One of Rand Paul’s leading criticisms of Graham-Cassidy — echoing a line strongly promoted by liberal health-care analysts — is that the bill would take money from blue states and give it to red states. It is more accurate to say the bill equalizes funding between states that expanded Medicaid and those that did not.
Obamacare (as “interpreted” by the Supreme Court) forced states to make an important political decision. If they expanded Medicaid, the federal government would pick up 90 to 100 percent of the cost depending on the year. Essentially, a legislature could spend money in its own state and stick the entire country with the tab. Many conservative states refused to do this, and as a result they got a lot less Medicaid funding.
Liberals might enjoy this result: If these states didn’t want to expand health-insurance coverage in the specific way Obamacare spelled out, why should they get any money? But conservatives think refusing to expand a poorly functioning program was the right thing to do, and that an Obamacare replacement shouldn’t lock in a financial penalty for states that made the correct choice. That’s the assumption that animates Graham-Cassidy, and it’s a sensible one.

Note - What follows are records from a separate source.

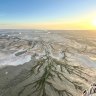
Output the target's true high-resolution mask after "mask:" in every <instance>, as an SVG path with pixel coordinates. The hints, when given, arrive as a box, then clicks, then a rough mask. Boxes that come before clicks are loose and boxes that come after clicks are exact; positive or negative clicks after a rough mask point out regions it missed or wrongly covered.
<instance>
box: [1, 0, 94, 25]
mask: <svg viewBox="0 0 96 96" xmlns="http://www.w3.org/2000/svg"><path fill="white" fill-rule="evenodd" d="M93 10H95V11H96V0H0V24H3V23H4V24H5V23H39V22H52V21H53V22H55V21H58V19H60V18H62V22H63V21H64V20H70V19H73V18H77V17H79V16H81V15H82V14H83V15H84V14H85V15H86V14H87V13H90V12H91V11H93Z"/></svg>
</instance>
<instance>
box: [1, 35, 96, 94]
mask: <svg viewBox="0 0 96 96" xmlns="http://www.w3.org/2000/svg"><path fill="white" fill-rule="evenodd" d="M48 34H49V33H48ZM53 36H54V34H53ZM56 36H57V35H56ZM58 37H59V35H58ZM76 40H77V39H76ZM76 40H72V39H68V38H61V41H60V40H59V41H58V40H56V39H55V40H51V39H49V40H48V38H47V39H46V38H43V37H42V38H41V37H38V38H33V39H31V40H28V39H24V38H20V37H15V36H8V35H3V36H2V35H1V36H0V52H1V53H0V55H1V59H0V63H1V64H2V66H1V67H3V68H1V69H0V96H82V93H83V91H84V90H85V89H87V88H88V87H89V86H90V84H91V83H93V82H95V81H96V74H95V73H96V71H95V68H92V66H91V67H90V66H87V65H86V64H87V63H92V64H93V65H94V64H95V61H92V60H91V59H90V57H94V56H95V55H94V54H93V53H94V52H93V51H90V50H93V49H92V47H91V48H90V45H89V44H81V42H77V41H76ZM86 45H87V46H86ZM94 50H95V47H94ZM92 52H93V53H92ZM2 55H3V57H2ZM28 56H29V57H28ZM8 57H9V58H8ZM6 58H7V59H6ZM21 58H22V59H21ZM26 58H27V59H26ZM28 58H29V59H28ZM30 58H31V59H30ZM4 60H5V62H3V61H4ZM23 60H25V61H23ZM87 60H91V61H92V62H91V61H90V62H89V61H87ZM8 61H10V62H8ZM13 61H14V62H13ZM21 61H23V62H21ZM6 62H7V63H9V64H8V65H10V66H6V65H7V63H6ZM93 62H94V63H93ZM13 63H14V64H13ZM23 63H24V64H23ZM14 65H15V66H14ZM17 65H18V66H17ZM90 65H91V64H90Z"/></svg>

Here’s a way of illustrating this graphically. Essentially, this chart shows how much money a state would receive for each “eligible beneficiary” during the 2020–2026 period under Obamacare (X axis) and Graham-Cassidy (Y axis). If a state is above the diagonal line, it gets more under Graham-Cassidy; if it’s below, it gets less.

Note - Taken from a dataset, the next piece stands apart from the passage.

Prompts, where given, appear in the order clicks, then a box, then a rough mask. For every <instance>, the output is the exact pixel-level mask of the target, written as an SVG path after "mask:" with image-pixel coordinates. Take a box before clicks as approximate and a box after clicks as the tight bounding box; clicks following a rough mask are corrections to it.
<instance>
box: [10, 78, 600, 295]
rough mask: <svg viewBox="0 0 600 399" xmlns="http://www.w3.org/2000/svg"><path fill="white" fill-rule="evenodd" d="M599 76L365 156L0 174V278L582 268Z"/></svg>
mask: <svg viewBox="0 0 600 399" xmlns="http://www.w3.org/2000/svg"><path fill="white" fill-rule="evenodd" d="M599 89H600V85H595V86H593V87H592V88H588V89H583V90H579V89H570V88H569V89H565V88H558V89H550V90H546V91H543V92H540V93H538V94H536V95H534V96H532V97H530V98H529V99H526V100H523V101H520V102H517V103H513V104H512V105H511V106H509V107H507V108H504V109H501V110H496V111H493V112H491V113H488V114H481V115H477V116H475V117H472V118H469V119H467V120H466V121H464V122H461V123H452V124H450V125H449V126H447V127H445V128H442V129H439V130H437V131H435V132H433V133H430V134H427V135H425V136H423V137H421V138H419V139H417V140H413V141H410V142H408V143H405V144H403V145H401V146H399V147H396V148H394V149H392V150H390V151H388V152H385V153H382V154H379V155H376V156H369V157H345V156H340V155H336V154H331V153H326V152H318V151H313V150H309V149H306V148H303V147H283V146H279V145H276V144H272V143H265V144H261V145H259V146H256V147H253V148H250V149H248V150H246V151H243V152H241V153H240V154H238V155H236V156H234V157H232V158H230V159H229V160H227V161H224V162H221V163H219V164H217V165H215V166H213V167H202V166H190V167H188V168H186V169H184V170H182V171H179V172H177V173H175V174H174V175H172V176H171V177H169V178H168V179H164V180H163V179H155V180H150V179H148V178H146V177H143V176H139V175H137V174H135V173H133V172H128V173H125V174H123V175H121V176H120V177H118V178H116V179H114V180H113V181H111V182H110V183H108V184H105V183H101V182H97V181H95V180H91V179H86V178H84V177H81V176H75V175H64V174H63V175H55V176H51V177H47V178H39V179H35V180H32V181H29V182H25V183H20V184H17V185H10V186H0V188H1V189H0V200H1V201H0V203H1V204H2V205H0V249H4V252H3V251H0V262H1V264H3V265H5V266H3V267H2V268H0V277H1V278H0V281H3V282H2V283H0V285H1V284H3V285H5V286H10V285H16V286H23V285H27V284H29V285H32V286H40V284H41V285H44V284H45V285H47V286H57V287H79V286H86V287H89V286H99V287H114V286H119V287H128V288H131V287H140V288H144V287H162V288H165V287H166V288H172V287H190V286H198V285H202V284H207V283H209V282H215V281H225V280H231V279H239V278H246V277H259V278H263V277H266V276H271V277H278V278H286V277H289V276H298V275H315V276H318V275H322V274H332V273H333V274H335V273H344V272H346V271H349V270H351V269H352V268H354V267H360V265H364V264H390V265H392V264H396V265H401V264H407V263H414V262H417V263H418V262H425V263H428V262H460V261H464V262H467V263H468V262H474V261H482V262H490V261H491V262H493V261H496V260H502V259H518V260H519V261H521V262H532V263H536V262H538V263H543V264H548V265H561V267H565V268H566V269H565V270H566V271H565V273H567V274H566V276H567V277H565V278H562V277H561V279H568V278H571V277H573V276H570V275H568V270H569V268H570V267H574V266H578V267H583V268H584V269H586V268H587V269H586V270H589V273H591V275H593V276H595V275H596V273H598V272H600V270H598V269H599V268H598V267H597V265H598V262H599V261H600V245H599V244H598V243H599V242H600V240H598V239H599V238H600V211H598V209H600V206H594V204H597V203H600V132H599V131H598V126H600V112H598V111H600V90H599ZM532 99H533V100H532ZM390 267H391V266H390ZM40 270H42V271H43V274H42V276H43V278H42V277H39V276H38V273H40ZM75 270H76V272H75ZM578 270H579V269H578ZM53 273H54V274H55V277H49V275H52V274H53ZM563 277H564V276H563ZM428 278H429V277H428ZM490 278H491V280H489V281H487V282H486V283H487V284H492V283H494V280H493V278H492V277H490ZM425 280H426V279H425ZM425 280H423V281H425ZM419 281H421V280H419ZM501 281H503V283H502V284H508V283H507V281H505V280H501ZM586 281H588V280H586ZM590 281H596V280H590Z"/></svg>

(The data come from Cassidy’s office, here and here. An “eligible beneficiary” is a resident who lives between 50 and 138 percent of the federal poverty line, as measured in 2016. The data do not include the effects of putting a per capita cap on traditional Medicaid, which the bill would also do.)
The magic number is about $30,000 per beneficiary, or $4,300 per beneficiary per year. If current law would give a state more than $30,000 per beneficiary, Graham-Cassidy will probably cut that state’s funding. States below that mark under current law — in particular the non-expansion states, depicted here in red — would benefit. If a state is set to receive $10,000 per beneficiary under Obamacare, it’ll get about $15,000 instead. If it’s set to get $40,000, it’ll get more like $35,000.
Importantly, though, over this period of time expansion states would still get a lot more money than non-expansion states would.
Unfortunately, Cassidy’s latest data don’t include year-by-year numbers. The old version of the law gradually flattened funding to the point that it was basically a horizontal line in 2026, meaning every state would get exactly the same amount relative to its need. This sets a fair baseline for 2027 and beyond, whose funding levels are left to future Congresses.
The new bill has a tweaked formula designed to help certain, er, politically sensitive states, so that may not quite be true anymore. (You’ll see above that Alaska doesn’t get the funding cut another state probably would. In addition to a waffling senator, though, Alaska truly does have unique health-care needs owing to its low population density; the Department of Health and Human Services uses a completely different poverty line for the state.) But the idea of giving states grants based on the size of the population they have to help, not on whether they decided to fleece the rest of the country through Obamacare a few years back, is a sound one.